Set price targets for your day trading
With a stop loss in place, you can minimize your losses.
Regardless of your level of expertise, you should set price targets for your daily trades before entering the financial markets as a trader. If you are going long on a trade, you should decide in advance an acceptable profit and a stop-loss level in case the trade turns against you. Then, most importantly, ensure you follow your decisions religiously.
This limits potential losses and keeps you from being excessively greedy, especially when an untenable price spike is experienced.
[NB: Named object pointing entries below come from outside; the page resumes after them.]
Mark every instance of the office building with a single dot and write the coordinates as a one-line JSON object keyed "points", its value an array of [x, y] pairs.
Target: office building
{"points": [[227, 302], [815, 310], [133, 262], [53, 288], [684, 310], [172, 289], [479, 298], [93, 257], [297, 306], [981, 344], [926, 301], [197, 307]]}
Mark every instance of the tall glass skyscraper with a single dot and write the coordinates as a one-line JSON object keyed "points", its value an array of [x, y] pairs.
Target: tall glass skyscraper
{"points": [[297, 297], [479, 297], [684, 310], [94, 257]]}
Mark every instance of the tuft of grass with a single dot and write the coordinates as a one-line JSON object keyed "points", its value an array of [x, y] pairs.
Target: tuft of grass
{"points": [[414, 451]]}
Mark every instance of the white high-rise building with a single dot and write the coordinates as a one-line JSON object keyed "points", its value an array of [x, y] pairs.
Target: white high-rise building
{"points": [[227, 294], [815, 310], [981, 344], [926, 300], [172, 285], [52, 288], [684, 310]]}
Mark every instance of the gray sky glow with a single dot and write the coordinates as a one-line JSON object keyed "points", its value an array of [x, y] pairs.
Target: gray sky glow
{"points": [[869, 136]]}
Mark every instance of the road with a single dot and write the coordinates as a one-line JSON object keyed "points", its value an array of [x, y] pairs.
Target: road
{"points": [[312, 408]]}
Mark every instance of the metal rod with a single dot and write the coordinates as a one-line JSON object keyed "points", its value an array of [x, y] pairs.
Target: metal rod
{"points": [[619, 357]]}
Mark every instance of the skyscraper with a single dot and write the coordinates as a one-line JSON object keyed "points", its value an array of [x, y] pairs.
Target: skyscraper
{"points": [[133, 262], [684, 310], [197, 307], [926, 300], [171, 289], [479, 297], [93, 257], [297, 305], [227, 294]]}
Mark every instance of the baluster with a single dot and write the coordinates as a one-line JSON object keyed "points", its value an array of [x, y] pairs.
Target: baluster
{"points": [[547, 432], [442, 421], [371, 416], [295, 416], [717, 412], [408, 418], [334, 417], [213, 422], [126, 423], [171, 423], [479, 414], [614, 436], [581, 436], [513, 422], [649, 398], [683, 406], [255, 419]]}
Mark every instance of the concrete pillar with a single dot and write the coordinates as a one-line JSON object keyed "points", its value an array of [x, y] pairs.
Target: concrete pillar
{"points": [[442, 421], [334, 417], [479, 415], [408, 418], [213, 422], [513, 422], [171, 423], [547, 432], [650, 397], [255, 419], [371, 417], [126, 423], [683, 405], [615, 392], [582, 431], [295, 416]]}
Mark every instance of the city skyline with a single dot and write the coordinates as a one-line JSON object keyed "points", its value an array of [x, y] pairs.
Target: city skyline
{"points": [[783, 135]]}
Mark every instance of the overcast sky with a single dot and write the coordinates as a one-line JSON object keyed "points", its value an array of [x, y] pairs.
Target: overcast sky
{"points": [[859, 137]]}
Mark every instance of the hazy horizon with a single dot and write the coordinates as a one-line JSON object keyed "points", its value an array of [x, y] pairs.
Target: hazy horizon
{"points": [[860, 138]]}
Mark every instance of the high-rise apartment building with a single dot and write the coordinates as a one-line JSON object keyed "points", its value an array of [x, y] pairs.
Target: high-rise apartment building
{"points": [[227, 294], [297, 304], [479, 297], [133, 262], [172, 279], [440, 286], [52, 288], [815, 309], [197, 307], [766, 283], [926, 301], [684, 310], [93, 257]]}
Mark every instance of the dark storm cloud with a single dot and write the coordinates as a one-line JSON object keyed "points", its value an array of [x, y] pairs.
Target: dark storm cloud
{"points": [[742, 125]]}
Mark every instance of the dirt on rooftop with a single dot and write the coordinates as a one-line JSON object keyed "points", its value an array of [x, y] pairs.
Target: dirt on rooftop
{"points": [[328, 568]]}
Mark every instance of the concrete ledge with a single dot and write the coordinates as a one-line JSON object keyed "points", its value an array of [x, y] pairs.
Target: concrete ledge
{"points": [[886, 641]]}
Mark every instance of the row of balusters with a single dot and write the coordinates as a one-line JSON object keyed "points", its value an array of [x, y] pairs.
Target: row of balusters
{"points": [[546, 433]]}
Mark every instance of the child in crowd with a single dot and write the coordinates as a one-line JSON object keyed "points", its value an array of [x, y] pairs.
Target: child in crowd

However, in a strong market, you can make an exception to this by setting a new profit goal and a new stop-loss level once you hit your initial target.
Choose an excellent risk to reward ratio
As a trader, you must know your risk to reward ratio.
Another important lesson to learn as a beginner stock trader is understanding a proper risk to reward ratio. As a beginner, you should religiously abide by the rule of risking only $1 to potentially earn $3, i.e., a risk to reward ratio of 1:3.
As we have pointed out at our online trading academy and have researched about Pikdo, the utilization of a proper stop loss allows traders to win big and lose small, and even enjoy the potential of coming out ahead regardless of how many losses you have on your traders.
With some higher level of experience, you can upgrade your risk to reward ratio to 1:5 or even higher as you deem fit.
Sincerely, day trading demands patience. As paradoxical as this may seem, successful day traders do not often trade all day or every day. Most of them have a certain time that they believe is the best time for them to day-trade.
During these times, while in the markets, if they do not catch a wave of any opportunity that meets their criteria, they will rather not trade for that day instead of going against their best judgment out of impatience. So, in essence, ensure that you plan your trades and stay patient enough to trade your plans.
As a forex, futures, or stock trader, you must be disciplined.
Discipline is required to record consistent trading outcomes. As a beginner, you need to set and stick to a trading plan. At our online trading academy, students execute live stock trades under the strict supervision of a dedicated instructor.
This is aimed at making our students better at decision making. As a trader, your worst enemy can be impulsive behavior. You can be in a position for too long, all thanks to greed. Fear, on the other hand, can make you exit trades just too soon. The thing is, never have the mindset of getting rich with just one trade.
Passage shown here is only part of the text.